Is that what the police are for? To “light ‘em up?” Rough them up so they’ll want to go home?

There is, of course, another way. There is a video from Flint, Michigan, one of the most troubled communities in recent history, in which the sheriff tells the protesters, “we’re with you. We’ve put down our batons. Let’s make this a parade…. My officers love you…. Where do you want to go?…. we’ll march all night. Tell us what you want.” The result: protesters want their selfies with the sheriff and peace prevails.

Another image shows police on one knee in solidarity with protestors, while yet another shows Kansas City police holding signs that say, “End Police Brutality.”

I want to make three other points.
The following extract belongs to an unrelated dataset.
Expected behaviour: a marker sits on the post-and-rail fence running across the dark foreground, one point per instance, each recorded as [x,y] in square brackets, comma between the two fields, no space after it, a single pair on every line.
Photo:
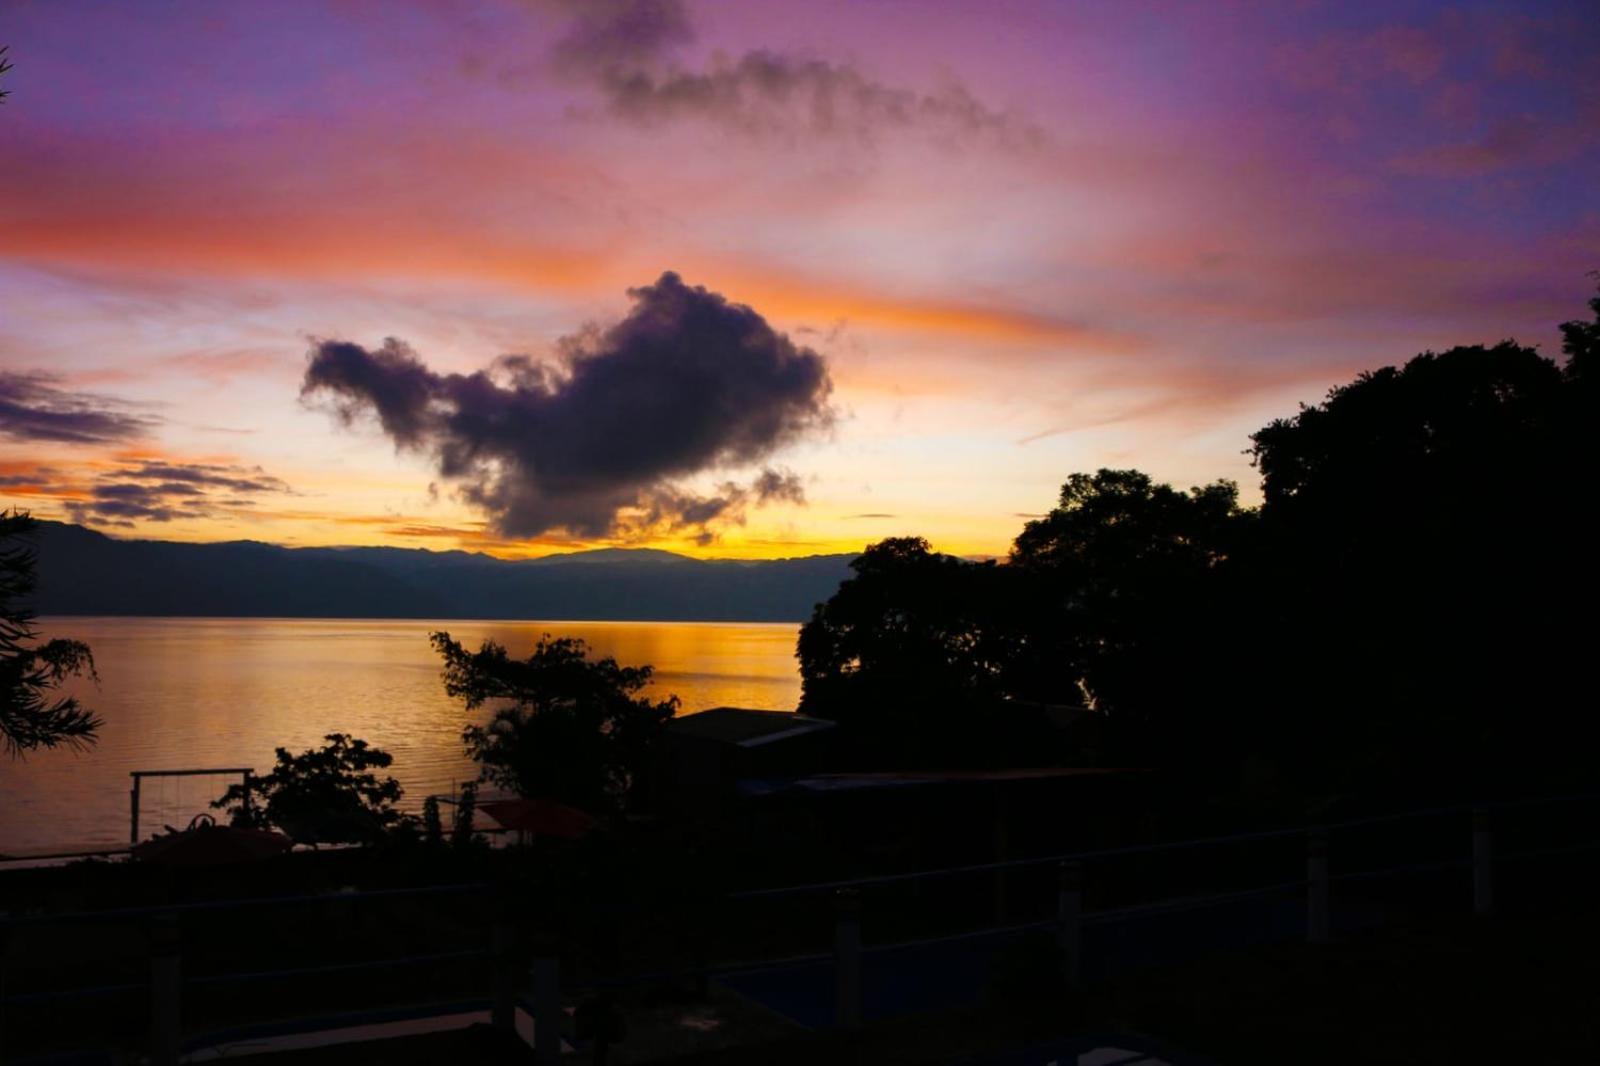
[508,979]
First, Governor Cuomo, whose work on the pandemic has been, in my judgment, exceptional, passionately addressed the protests in his briefing today. He, of course, decried the violence. Fine. He also offered several specific proposals to change the way things work. He mentioned having independent review of complaints about police conduct, saying “self-policing just doesn’t work.” He argued for a uniform state law across the country on what constitutes “excessive force.” Both are good ideas.

But they do not go to or anywhere near the root problem, which is the persistence of racism throughout the United States. We won’t eliminate racism everywhere overnight, especially given the history that has brought us to this sad day. But, is it not time to address racism in the police departments around the country? Surely, it is not acceptable to have police be members of white supremacy organizations. Surely, there are ways to detect suppressed racism and subliminal bias and racist attitudes through testing and investigation. What is missing is the will to do it. There is simply no excuse to have racist cops on the force. On any police force. Yet, judging from the events of the past five days, likely to be repeated tonight, there is a staggering amount of racism rampant among our law enforcement services.

Next, I have been disappointed, stunned really, to see that the past five days of protests have seen few if any political or religious leaders on the streets with the protesters. This is not how it was during the Vietnam protests. We often had major political figures with us and “handlers” who understand how to keep the crowd’s “temperature” down when “outside agitators” tried to provoke violence. And it wasn’t that way during the major civil rights protests and the Women’s March.

Finally, I truly understand how horrified many people are about the looting, burning and rioting of some of the protesters. Related to the other points I’ve made, however, is the proposition that if you don’t given people anything to hold on to, they will just choose something at random. This usually has bad outcomes, as it did this week. We might have expected that the president of the country would step into that void but was kept busy throwing red meat to his political base with tweets promising “vicious dogs” and “ominous weapons” would be used against protesters if they breached the security perimeter of the White House. Then, the president took the day off.  Nothing more need to be said about this total failure of leadership except that it, yet again, shows how unfit Donald Trump is to lead the country.